Top 5 Big Cities1. Belfast (3.8)2. Coventry (3.6)3. Cardiff (3.3)4. Nottingham (3.0)5. Birmingham (2.8)The big student cities that achieve the highest student satisfaction rates all employ a similar model. Each city supports a large student population in or very close to the city centre. Students are right at the heart of city life and the facilities offered by the city produce happy students.
Belfast, the capital and largest city in Northern Ireland, takes the prize as the most popular big student city in the UK. Belfast's high overall rating is driven by Queen's University Belfast, which accounts for close to half of the city's students and has a course satisfaction rating of 4.2. Students in the city benefit from relatively low congestion and cheap living.
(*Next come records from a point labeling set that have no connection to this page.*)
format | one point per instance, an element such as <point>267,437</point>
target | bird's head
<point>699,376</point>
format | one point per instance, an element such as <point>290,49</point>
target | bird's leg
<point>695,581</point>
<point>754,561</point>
In second spot is Coventry, a student city close to Birmingham with two large universities. Its biggest and highest rated university is Coventry University, which has its main campus located in the city centre.
The fourth and fifth most satisfying student cities in the UK are Nottingham and Birmingham respectively. Nottingham is home to more than 60,000 students attending its two universities. Birmingham is the UK's second largest city and the base for the University of Birmingham.
Top 5 Small Cities1. Norwich (4.6)2. Hull (4.2)3. Bath (4.1)4. Oxford (3.8)5. York (3.5)
Top 5 Towns1. St Andrews (4.7)2. Guildford (4.6)3. Exeter (4.5)4. Lancaster (4.4)5. Durham (4.3)
The student satisfaction figures quoted are calculated using data for 2011/12 (published in 2013) from the National Student Survey (NSS).
The NSS has been conducted by Ipsos MORI for the Higher Education Funding Council for England annually since 2005. It runs across all publicly funded Higher Education Institutions in England, Wales, Northern Ireland, and Scotland.
The NSS takes place between January and the end of April each year. The response rate is around two-thirds, corresponding to approximately 300,000 individual forms submitted.
The survey gathers opinions from final-year undergraduates on the quality of the courses they studied. It asks them to provide honest feedback on what it has been like to do the course at the institution. Scores are correlated with general measures of personal welfare.
Respondents rate a number of common student experiences, including teaching and learning, assessment and feedback, academic support, organisation and management and learning resources.
Satisfaction is calculated using the combination of the percentage of students responding “Definitely Agree” and “Mostly Agree” to the question about overall satisfaction with the course.